Wet
Wet immediately brings to mind the Grindhouse style that Quentin Tarantino recently made popular. This styling of low budget horror, kung-fu and exploitation movies form the 70’s achieved a cult following despite poor print quality, and this homage adds to the over the top and visually violent game play that is the essence of Wet.
From the menu and load screen graphics, to the mini cinema style advertising, right through to the melting film frames when you die, Wet wants you to think you are playing the part of a 70 action hero with a modern twist. The twist being that you’re a woman.Â
For a game that is incredibly linear and some what repetitive – you run along a route killing people before ending up in an arena style battle – the gameplay is so over the top and fun that you just don’t care. Being able to leap through the air whilst dual wielding hand guns to dispatch as many enemies as you can, or sliding along the floor shooting as you glide past is the kind of fun that can only be achieved in the oft overlooked third person view.

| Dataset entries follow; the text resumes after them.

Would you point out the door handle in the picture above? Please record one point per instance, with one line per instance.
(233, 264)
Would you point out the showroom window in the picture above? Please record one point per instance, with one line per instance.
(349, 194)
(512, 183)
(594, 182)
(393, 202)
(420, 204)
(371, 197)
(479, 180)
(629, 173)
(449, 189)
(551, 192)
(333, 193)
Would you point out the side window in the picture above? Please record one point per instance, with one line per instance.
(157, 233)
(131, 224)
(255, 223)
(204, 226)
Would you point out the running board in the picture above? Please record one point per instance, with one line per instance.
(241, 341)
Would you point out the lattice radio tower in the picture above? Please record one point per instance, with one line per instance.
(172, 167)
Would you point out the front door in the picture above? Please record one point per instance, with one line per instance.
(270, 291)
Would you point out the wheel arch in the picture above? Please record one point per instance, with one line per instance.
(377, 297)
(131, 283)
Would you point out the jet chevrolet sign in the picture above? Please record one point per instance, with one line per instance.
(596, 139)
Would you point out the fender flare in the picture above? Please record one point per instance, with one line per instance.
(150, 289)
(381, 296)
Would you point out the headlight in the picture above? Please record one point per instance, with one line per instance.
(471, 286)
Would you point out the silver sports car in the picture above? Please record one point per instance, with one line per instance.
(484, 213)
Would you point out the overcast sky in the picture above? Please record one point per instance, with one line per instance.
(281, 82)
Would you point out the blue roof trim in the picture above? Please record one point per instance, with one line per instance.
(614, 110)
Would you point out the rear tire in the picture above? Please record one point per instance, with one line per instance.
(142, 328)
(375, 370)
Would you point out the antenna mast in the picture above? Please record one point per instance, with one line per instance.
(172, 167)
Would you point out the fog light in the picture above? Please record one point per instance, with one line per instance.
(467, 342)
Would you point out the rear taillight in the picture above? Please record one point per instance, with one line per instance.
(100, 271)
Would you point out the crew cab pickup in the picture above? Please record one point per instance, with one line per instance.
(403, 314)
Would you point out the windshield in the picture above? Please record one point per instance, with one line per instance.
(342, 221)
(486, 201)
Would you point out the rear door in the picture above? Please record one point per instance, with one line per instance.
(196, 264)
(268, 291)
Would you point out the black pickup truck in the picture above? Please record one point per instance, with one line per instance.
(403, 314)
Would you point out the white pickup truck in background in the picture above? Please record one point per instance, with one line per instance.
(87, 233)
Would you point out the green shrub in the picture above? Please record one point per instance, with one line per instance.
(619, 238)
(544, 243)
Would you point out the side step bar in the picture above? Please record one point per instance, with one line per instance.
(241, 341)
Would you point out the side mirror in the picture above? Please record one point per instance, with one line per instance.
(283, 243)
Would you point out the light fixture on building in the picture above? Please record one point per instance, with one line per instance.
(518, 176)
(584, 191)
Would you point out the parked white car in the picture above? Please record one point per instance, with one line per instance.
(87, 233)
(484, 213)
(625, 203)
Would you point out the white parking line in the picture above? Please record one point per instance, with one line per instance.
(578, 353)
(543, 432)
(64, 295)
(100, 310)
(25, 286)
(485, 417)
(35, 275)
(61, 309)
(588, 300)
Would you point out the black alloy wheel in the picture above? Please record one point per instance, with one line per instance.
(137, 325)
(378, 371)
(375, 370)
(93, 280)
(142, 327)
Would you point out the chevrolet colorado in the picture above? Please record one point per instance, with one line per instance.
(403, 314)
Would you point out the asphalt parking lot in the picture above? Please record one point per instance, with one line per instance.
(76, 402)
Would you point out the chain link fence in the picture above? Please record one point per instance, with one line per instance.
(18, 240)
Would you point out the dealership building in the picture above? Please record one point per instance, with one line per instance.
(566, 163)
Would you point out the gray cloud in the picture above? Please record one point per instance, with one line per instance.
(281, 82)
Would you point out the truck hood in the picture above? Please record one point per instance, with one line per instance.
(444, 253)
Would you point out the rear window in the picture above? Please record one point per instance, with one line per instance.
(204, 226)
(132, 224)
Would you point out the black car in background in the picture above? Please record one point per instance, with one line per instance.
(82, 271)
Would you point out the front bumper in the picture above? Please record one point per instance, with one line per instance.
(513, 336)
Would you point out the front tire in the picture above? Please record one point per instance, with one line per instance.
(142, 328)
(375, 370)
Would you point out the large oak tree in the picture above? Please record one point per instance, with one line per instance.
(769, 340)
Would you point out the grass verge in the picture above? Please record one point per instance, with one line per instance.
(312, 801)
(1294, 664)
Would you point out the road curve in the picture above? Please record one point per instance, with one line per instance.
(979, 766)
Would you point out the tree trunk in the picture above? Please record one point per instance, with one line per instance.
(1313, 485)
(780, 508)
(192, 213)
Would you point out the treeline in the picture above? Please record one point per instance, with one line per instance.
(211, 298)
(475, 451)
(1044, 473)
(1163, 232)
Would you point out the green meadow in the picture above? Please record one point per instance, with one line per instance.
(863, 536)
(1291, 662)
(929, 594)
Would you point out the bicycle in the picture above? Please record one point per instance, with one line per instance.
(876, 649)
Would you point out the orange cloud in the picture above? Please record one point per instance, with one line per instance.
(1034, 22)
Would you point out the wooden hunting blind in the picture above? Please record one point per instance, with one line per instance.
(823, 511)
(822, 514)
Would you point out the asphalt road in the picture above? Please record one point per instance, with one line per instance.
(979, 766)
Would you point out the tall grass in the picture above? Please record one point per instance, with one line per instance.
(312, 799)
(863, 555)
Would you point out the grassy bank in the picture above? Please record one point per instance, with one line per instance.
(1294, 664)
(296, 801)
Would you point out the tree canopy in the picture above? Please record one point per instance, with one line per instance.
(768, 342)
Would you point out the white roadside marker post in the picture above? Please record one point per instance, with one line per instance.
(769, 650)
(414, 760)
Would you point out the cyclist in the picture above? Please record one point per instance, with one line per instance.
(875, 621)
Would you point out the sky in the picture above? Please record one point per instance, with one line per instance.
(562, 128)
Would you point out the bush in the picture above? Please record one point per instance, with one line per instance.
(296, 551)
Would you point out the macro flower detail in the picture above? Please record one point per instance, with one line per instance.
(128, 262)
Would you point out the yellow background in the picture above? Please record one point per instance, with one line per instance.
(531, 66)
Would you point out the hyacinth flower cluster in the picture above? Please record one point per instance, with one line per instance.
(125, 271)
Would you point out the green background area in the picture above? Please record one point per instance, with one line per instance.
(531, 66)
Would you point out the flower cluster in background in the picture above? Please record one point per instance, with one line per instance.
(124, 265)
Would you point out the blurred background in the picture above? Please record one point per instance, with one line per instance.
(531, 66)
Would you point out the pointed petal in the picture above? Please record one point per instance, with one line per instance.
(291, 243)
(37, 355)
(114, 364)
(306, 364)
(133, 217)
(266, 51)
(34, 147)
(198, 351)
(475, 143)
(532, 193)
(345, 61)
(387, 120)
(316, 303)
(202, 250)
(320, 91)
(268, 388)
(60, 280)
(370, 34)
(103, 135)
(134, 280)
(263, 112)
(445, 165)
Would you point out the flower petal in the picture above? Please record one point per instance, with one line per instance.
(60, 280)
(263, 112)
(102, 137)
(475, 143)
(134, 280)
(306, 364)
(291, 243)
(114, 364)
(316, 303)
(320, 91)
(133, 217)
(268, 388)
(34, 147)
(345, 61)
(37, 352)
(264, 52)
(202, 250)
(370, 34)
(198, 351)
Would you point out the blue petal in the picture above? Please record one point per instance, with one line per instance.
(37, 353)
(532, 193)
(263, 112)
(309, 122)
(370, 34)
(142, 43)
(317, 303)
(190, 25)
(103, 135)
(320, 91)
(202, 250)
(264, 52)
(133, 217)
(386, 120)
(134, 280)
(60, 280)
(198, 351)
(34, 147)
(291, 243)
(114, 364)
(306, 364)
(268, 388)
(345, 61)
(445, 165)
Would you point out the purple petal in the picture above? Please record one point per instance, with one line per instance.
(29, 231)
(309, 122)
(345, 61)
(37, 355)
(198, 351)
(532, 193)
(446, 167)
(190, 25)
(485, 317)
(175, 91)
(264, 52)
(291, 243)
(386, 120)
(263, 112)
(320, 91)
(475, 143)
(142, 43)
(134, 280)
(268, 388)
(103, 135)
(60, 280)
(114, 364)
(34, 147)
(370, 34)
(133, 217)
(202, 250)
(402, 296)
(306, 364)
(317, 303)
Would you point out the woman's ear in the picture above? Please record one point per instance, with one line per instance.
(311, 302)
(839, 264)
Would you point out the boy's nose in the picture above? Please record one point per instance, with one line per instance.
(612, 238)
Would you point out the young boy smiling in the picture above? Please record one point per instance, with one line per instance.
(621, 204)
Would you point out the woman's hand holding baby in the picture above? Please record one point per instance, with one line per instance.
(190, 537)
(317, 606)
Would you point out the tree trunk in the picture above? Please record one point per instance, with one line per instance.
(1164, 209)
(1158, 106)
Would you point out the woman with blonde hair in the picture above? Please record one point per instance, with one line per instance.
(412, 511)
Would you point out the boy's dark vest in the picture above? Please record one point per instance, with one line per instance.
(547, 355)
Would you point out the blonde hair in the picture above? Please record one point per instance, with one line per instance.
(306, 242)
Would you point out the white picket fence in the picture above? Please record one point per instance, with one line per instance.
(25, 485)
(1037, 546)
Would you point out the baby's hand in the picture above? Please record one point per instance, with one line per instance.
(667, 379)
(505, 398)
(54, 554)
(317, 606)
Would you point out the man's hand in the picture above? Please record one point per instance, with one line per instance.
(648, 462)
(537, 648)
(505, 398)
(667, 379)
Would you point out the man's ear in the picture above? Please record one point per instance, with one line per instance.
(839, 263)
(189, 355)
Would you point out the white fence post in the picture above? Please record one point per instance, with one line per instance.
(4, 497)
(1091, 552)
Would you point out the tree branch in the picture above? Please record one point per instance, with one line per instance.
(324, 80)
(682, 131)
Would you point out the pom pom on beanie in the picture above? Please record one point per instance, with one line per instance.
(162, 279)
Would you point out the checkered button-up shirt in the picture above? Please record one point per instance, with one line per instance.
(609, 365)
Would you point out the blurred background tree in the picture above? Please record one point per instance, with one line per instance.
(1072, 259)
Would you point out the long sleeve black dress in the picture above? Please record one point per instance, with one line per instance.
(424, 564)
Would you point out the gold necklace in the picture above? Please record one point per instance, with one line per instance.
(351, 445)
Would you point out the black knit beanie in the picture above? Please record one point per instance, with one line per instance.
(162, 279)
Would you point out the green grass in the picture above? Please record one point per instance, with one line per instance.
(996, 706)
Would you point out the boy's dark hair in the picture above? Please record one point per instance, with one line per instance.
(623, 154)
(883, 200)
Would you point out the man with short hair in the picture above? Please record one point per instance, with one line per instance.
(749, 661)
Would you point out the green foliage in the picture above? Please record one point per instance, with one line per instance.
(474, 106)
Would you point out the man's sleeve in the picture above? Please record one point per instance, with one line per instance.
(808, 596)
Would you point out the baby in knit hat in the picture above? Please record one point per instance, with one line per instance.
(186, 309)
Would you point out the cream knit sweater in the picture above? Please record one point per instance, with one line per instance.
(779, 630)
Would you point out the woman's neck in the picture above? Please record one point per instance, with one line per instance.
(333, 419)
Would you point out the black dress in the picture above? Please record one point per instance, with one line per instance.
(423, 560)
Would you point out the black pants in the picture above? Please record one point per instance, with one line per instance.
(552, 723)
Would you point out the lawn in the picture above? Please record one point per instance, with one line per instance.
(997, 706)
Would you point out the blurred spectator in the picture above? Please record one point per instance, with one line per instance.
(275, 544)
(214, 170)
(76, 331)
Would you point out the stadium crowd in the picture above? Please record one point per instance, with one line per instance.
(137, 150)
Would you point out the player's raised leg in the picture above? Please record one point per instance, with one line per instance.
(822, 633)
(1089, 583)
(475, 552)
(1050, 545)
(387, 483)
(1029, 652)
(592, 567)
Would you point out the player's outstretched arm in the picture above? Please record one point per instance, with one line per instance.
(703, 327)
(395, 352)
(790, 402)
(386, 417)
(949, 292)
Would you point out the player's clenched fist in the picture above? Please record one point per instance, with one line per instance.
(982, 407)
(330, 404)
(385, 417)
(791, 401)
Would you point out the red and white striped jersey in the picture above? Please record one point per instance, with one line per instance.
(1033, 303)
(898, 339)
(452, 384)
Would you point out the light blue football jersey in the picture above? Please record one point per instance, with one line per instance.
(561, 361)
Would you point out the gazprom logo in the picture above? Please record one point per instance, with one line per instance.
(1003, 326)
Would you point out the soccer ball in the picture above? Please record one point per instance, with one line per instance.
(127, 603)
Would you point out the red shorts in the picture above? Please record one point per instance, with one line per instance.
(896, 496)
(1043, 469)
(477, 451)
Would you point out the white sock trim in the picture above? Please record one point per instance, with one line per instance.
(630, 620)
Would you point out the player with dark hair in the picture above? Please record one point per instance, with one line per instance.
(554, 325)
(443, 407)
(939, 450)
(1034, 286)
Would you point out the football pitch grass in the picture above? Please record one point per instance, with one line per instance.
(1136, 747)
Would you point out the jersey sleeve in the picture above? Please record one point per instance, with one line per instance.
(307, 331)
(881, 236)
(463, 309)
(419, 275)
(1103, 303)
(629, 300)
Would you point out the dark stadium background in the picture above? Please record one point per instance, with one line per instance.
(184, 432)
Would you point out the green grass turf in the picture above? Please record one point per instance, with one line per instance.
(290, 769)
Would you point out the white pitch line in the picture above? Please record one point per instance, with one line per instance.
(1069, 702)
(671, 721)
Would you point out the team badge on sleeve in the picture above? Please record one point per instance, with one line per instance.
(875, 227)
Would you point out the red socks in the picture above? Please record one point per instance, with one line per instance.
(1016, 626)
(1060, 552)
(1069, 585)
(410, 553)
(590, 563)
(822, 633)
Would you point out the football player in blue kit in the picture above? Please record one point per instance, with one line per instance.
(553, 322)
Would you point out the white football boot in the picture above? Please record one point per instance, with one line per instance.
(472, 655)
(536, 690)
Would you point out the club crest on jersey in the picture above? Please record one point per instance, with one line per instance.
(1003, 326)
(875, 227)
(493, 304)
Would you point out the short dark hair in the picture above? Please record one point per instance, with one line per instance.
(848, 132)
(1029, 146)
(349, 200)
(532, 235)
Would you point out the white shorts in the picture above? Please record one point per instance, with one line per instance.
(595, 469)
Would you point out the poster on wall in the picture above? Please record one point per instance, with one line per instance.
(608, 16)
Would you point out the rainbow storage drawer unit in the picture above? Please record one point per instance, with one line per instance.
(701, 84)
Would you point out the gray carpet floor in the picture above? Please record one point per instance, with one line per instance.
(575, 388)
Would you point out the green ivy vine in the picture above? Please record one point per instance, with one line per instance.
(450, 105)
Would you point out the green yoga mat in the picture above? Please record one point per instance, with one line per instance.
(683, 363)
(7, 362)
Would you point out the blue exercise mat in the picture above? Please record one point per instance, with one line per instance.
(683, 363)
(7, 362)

If pure gun play isn’t going to keep you happy for long, then you can easily holster you guns and bring out the sword of vengeance, jumping, sliding or wall running to your victims and dispatching them in any number of brutally over the top ways.
Before long you’ll be involved in a high-speed chase like none you’ve ever been involved in before. Rather than driving, or shooting from the comfort of the cars interior, you’ll be leaping from vehicle roof to vehicle roof, shooting and slashing your way to the main boss man.
Then when you’ve completed the mission you realise that all that action and fun was only the intro-mission and that game had barely started.
Once introduced to you home base you have to complete a couple of times challenges that help you improve your acrobatic and shooting skills, before being able to purchase some upgrade and start the game proper.
Not long after the game really starts, you get introduced to the most bizarre part of Wet. A level where everything is red, white and black, and you run around a multilevel building – essentially a maze – killing the bad guys in a rage induced frenzy with your sword, watching as they explode in a mixture of white blood and black smoke. Once you make it to the end however, you’re taken back to reality and the blood soaked (we’ll call it a dream sequence) ends.
Wet is definitely about game play and fun, the game is well presented and the graphics good. Camera issues are few, and normally only when your character gets too close to a wall or object. The controls are easy enough to just pick you and run with, and with three difficulty settings there’s one for every type of gamer.
Wet does run the risk of being the type of game that you could grow bored of over time, but I think the sheer over-the-top-ness of the game will keep you coming back again and again, even after clocking the game.